Akira montra un visage compréhensif et digne que n'aurait pas renié son père. La cause était loin d'être acquise. Il remercia intérieurement ses parents pour l'éducation stricte qu'ils lui avaient donnée. Il savait parfaitement se comporter en adulte et son maintien était tel qu'il arrivait même à intimider une bonne partie de ses aînés. C'était bien simple, peu d'adultes arrivaient à tenir tête à un tel enfant, qui avait l'apparence d'un prince et le regard d'un roi. La femme simple qu'était Mitsuko n'avait aucune chance.
Elle servit un thé fade qu'elle prépara à la hâte ; ses mains manquèrent plusieurs fois de renverser le contenu de la théière sur la table. Akira finit par attraper l'ustensile et le posa sans en avoir versé une goutte.
— Je n'ai pas le temps pour ça, fit-il avec roideur. Je suis venu pour la chambre.
Le petit cri étranglé qu'elle poussa le rendit bien un peu coupable... mais il n'avait effectivement pas le temps pour de tels états d'âme. Sans attendre un signe d'elle, il se leva et monta une par une les marches de l'escalier qui menait à l'étage. Il savait parfaitement vers où se diriger.
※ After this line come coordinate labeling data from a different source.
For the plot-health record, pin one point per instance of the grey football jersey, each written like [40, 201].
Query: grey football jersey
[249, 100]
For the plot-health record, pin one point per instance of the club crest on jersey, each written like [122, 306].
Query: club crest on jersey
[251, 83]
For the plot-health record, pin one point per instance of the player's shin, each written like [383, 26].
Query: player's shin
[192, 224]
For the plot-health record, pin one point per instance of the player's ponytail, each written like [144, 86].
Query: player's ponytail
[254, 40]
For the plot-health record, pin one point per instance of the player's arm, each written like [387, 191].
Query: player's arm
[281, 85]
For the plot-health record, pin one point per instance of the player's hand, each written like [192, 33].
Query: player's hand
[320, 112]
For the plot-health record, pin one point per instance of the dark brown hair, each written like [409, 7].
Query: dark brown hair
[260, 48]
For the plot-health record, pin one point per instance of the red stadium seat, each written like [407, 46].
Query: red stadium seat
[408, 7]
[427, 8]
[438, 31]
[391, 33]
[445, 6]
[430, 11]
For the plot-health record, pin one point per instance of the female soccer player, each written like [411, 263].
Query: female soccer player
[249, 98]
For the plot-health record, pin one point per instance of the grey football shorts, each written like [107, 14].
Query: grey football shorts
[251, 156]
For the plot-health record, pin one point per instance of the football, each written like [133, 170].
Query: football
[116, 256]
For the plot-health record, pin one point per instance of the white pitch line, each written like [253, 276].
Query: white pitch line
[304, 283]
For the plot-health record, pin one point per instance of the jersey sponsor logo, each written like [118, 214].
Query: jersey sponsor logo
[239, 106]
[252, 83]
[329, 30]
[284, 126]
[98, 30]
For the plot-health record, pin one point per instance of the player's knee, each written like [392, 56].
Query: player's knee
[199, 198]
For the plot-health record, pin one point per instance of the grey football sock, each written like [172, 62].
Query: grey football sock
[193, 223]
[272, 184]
La dernière fois qu'il était venu, la chambre de Hikaru avait montré une apparence normale et même ordonnée. Sa mère passait régulièrement la ranger et elle le grondait de temps en temps pour qu'il fasse aussi la part des choses et tienne son espace personnel en ordre. Elle n'avait rien d'extraordinaire, du moins pour une chambre d'adolescent jouant au go (celle d'Akira était plutôt sobre mais il était le premier à avouer qu'il n'était pas vraiment un adolescent ordinaire). Un lit posé contre une fenêtre, des étagères de livres (à la fois des manga et des traités sur le go), une commode, un placard, une télévision et une console de jeu, quelques babioles sans importance... Akira avait été quand même un peu étonné de voir, soigneusement rangés dans une étagère plus petite contre son lit, des livres d'Histoire sur la période Heian, mais il n'y avait pas accordé énormément d'importance. Hikaru était bizarre comme ça, quelquefois. Les ouvrages paraissaient anciens et devaient avoir bien servi. Lorsqu'Akira avait voulu en sortir un pour le lire, quelques pages jaunies s'étaient détachées et il l'avait rapidement remis en place. Hikaru, qui était parti aux toilettes, n'avait rien vu.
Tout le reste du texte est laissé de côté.